Welcome to Week 13 of the Weekly MachineHack Hackathon Series!

This week’s challenge is focused on developing a model that can distinguish between major and minor chords using audio data. Music is a language of patterns, and in this challenge, you’ll tap into the structure and rules of music theory to build a classifier for different chord types.

About the Dataset

The dataset contains audio files from two instruments: guitar and piano. In music, major chords are often associated with feelings of happiness and brightness, while minor chords evoke sadness or melancholy. Your task is to classify whether a tune is based on a major or minor chord using modern algorithms and machine learning techniques.

Dataset Description:

  • Train.csv: Mapping for training audio files and their classification.
  • Test.csv: The dataset for which you will generate predictions.
  • Submission.csv: The format for submitting your predictions.

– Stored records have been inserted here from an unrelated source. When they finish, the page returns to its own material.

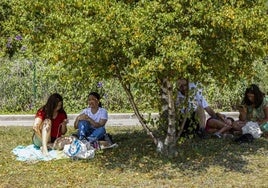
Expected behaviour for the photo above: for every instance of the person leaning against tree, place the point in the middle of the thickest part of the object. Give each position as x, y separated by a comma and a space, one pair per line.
50, 123
196, 104
91, 122
254, 107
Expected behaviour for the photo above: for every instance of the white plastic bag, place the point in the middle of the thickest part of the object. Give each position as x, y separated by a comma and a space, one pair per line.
252, 128
79, 150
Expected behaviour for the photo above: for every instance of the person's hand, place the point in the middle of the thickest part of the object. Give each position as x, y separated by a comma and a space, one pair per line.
242, 109
82, 117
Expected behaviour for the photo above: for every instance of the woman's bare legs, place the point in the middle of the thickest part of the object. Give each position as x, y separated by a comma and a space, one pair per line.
46, 130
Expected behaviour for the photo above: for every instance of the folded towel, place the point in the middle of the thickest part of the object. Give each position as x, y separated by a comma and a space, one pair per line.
32, 153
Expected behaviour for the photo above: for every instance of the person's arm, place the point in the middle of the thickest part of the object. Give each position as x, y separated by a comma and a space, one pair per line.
210, 111
64, 126
36, 127
95, 124
242, 112
78, 118
265, 109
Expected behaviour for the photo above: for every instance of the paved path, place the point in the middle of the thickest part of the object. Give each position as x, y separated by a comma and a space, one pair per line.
120, 119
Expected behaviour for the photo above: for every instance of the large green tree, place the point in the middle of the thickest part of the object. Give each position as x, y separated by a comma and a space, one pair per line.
145, 44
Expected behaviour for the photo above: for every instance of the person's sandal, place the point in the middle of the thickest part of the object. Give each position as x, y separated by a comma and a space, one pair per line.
217, 135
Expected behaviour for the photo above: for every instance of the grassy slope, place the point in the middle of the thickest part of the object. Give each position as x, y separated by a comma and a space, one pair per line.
201, 163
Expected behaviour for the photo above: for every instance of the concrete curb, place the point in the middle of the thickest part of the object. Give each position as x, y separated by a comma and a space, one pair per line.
115, 119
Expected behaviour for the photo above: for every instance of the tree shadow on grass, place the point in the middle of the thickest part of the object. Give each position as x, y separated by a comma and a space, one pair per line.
136, 151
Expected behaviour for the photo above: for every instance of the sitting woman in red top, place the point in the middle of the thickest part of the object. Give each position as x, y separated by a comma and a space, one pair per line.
50, 123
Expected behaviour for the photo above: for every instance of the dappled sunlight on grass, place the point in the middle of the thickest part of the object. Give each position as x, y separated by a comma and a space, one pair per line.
135, 163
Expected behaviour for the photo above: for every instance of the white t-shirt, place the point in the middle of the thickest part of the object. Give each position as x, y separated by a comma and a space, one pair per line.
100, 114
196, 99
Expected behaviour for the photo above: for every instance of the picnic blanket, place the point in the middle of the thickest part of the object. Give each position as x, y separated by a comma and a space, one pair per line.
31, 153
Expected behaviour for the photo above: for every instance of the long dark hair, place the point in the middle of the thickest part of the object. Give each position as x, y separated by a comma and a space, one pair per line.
51, 104
258, 96
97, 96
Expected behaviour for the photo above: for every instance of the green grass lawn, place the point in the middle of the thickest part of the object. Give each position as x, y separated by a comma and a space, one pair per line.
135, 163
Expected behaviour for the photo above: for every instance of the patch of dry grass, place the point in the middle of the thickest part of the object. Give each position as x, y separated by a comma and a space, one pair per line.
135, 163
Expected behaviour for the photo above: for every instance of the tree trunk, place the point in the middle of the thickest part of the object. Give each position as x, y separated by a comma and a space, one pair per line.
168, 117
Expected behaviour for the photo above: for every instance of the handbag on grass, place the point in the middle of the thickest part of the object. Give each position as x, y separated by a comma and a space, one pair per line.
253, 129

Participation and Benefits:

  • Skill Level: This challenge is designed for participants with experience in audio classification, signal processing, and machine learning.
  • Community Engagement: Join our Telegram group to connect with other participants, ask questions, and share insights.
  • Recognition: All participants will receive a MachineHack certificate, and top performers will be highlighted on the leaderboard.
  • Live Walkthrough: A live session will be held on 16th Oct 2024 to guide you through the challenge and provide expert tips.

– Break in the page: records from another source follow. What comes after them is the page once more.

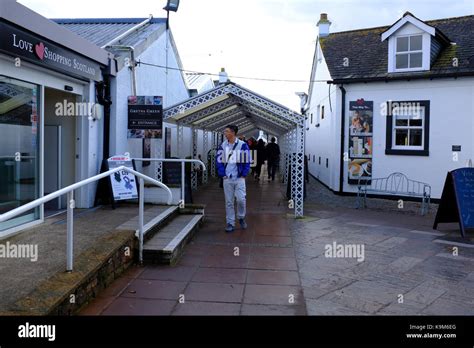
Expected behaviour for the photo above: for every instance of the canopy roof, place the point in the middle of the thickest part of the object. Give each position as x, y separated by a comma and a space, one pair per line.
230, 103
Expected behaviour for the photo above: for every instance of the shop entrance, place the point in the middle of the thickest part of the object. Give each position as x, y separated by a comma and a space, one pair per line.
19, 149
60, 141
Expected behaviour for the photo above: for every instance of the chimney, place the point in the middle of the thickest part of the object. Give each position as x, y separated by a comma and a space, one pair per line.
223, 77
324, 25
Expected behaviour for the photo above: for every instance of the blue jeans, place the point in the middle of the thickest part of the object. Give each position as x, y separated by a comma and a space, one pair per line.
235, 189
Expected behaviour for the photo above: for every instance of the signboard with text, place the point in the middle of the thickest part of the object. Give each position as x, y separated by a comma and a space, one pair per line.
457, 200
34, 49
145, 117
360, 141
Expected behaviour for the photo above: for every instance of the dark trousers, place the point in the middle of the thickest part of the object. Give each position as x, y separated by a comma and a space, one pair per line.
258, 169
272, 168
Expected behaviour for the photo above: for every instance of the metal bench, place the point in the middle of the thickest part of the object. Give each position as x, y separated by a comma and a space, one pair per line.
396, 184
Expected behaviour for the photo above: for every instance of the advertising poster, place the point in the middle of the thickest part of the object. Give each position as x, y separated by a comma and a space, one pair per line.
124, 184
145, 117
361, 114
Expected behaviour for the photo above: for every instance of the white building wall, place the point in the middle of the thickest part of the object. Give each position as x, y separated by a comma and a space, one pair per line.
320, 135
451, 123
150, 81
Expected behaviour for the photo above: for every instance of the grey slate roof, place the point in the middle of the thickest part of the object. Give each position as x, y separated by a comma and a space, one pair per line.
368, 55
100, 31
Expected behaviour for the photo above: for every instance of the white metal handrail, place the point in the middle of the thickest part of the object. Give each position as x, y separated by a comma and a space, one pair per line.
175, 160
69, 190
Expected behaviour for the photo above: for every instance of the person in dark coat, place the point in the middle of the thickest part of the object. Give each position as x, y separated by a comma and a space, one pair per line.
261, 158
273, 158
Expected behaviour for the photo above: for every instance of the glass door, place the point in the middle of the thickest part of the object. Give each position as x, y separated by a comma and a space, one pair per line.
19, 148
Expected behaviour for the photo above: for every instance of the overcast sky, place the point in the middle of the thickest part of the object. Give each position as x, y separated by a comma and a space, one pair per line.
256, 38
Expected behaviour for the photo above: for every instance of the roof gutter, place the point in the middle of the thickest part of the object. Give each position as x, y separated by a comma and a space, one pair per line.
132, 64
400, 78
128, 32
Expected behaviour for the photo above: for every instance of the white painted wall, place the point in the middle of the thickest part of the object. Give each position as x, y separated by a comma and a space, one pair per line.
451, 123
321, 141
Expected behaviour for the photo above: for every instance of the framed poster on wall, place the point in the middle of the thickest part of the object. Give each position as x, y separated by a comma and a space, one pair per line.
167, 142
361, 116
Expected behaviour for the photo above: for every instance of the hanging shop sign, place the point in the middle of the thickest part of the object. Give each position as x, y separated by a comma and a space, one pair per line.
457, 200
361, 114
145, 117
123, 184
34, 49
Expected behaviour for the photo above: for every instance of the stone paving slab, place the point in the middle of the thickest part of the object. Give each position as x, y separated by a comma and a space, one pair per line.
251, 272
282, 269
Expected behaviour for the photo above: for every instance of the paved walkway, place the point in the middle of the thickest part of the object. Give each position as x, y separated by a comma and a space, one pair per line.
408, 268
252, 272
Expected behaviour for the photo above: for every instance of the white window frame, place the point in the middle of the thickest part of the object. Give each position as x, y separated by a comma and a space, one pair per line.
421, 114
409, 52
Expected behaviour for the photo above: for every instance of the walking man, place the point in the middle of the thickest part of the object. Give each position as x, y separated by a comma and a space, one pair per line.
273, 157
233, 166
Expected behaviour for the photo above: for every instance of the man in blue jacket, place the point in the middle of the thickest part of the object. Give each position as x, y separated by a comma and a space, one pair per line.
233, 166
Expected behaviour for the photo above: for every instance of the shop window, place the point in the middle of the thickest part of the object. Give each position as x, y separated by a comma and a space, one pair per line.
408, 128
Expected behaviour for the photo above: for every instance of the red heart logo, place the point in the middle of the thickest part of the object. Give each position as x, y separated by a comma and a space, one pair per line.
39, 50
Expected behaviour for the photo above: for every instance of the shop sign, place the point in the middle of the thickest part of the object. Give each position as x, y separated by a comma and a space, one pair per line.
21, 44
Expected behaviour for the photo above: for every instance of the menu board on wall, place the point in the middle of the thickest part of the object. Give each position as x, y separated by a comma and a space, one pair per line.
361, 115
123, 184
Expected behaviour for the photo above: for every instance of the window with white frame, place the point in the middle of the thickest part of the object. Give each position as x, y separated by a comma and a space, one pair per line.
408, 128
409, 52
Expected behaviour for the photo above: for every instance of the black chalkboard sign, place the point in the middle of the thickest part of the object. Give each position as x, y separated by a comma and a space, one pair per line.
172, 173
457, 201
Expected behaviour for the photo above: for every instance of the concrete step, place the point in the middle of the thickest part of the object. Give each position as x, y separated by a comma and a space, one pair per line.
166, 246
154, 218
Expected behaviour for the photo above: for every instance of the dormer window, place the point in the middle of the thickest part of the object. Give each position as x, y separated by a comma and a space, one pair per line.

Submission and Evaluation:

  • Submission Format: Submit your predictions in the provided Submission.csv file.
  • Evaluation Metric: Submissions will be evaluated based on the Accuracy Score.
  • Leaderboard: Track your performance and strive to reach the top!

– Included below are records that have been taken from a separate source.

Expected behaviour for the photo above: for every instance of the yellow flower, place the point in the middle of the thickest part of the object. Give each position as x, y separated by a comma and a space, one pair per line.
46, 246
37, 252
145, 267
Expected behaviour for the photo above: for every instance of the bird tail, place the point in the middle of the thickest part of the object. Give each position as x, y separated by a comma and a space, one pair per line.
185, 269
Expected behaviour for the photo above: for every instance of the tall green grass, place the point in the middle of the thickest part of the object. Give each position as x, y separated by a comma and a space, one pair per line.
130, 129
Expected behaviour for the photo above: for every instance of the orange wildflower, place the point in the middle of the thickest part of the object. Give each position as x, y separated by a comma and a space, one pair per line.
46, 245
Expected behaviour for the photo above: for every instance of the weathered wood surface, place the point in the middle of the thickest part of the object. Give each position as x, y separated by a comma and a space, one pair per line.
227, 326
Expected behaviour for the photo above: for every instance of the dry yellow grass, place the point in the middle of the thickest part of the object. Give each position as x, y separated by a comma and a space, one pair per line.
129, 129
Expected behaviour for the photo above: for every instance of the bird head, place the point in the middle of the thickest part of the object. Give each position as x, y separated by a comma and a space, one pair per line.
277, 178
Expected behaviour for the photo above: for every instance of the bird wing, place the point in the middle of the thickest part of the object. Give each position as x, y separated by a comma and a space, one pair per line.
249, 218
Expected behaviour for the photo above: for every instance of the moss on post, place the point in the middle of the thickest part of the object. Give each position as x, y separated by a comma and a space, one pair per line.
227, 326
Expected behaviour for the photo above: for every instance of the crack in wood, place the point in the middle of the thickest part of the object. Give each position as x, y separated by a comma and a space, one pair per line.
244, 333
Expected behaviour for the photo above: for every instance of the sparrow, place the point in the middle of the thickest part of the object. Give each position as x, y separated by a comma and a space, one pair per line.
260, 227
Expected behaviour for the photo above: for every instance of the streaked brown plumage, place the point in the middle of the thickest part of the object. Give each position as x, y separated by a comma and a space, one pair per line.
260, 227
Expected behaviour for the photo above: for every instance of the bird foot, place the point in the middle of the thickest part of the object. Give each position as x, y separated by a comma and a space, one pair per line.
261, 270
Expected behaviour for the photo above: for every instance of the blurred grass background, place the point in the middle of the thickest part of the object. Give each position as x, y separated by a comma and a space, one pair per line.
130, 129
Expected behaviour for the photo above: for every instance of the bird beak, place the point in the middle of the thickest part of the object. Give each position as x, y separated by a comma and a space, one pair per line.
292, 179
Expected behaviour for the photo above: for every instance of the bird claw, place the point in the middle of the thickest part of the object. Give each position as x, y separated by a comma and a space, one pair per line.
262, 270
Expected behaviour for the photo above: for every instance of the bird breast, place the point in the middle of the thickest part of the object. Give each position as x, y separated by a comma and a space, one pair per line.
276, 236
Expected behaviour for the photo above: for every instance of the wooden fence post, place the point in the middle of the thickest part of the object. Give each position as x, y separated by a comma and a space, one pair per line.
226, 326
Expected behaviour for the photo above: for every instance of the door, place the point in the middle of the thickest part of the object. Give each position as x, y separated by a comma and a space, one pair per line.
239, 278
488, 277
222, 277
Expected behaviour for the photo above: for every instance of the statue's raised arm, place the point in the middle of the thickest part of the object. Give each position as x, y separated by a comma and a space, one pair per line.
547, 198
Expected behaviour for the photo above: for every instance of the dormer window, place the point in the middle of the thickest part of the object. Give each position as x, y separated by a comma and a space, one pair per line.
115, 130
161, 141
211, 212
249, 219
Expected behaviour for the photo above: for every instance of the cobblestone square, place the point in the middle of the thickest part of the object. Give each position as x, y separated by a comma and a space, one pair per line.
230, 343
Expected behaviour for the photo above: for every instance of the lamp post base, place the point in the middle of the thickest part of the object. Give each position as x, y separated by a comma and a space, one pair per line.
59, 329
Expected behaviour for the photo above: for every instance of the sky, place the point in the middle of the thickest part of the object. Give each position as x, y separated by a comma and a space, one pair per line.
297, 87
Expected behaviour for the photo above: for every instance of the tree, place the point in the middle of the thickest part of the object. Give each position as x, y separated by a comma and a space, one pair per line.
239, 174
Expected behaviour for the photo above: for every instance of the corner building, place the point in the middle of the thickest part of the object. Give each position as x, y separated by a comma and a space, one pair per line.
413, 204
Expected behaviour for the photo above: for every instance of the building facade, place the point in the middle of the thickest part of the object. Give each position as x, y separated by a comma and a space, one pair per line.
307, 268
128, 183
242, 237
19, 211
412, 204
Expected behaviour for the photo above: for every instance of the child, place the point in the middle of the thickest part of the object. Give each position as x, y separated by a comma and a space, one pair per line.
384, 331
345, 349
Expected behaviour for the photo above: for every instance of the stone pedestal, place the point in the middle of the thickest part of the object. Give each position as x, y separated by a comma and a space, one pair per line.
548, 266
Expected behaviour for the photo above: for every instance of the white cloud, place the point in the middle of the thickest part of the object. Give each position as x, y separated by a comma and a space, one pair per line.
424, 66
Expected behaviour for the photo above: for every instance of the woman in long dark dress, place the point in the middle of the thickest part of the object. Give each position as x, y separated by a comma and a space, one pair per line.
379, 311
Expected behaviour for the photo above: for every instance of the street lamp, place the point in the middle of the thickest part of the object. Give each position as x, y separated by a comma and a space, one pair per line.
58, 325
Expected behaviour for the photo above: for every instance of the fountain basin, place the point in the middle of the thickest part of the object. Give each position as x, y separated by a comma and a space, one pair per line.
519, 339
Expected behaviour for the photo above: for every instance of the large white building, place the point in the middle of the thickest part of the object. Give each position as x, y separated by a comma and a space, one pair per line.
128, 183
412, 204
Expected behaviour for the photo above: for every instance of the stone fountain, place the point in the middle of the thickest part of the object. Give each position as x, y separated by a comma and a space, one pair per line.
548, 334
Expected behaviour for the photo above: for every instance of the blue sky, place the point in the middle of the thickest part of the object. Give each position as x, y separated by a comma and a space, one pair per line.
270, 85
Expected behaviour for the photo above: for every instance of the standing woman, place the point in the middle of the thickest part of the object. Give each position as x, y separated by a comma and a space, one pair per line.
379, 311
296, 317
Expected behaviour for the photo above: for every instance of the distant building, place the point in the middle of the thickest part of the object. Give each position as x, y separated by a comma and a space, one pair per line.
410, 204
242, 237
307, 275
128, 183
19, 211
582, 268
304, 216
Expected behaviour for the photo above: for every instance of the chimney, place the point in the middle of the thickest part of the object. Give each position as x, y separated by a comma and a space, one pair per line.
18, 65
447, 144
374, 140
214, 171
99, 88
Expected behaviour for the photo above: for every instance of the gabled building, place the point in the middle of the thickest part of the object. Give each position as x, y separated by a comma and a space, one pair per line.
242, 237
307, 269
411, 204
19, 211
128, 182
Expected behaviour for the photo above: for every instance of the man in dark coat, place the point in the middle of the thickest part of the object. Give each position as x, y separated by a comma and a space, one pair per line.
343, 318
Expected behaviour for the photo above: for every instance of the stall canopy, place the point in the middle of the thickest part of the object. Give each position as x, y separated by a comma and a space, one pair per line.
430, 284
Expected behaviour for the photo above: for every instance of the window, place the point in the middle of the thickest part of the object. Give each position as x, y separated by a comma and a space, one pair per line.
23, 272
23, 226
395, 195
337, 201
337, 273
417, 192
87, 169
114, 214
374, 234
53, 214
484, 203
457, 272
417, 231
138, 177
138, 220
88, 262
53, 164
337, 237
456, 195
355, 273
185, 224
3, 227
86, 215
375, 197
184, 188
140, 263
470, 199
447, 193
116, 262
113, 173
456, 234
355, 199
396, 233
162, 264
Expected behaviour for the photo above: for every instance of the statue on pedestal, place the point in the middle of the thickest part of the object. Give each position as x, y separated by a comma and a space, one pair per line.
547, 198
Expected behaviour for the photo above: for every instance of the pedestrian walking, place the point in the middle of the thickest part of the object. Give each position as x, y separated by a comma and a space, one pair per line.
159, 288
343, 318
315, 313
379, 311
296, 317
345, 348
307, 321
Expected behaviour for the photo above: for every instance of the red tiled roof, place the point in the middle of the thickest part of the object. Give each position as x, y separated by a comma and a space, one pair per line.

How to Approach the Challenge:

  1. Data Preprocessing: Extract key audio features (such as MFCCs, chroma, or spectrogram) to represent the audio signals effectively.
  2. Feature Engineering: Focus on relevant signal processing techniques to handle the differences between major and minor chords.
  3. Modeling Techniques: Experiment with models such as Logistic Regression, Random Forests, and deep learning architectures like CNNs or RNNs for audio classification.
  4. Validation and Tuning: Use cross-validation and hyperparameter tuning to improve model performance.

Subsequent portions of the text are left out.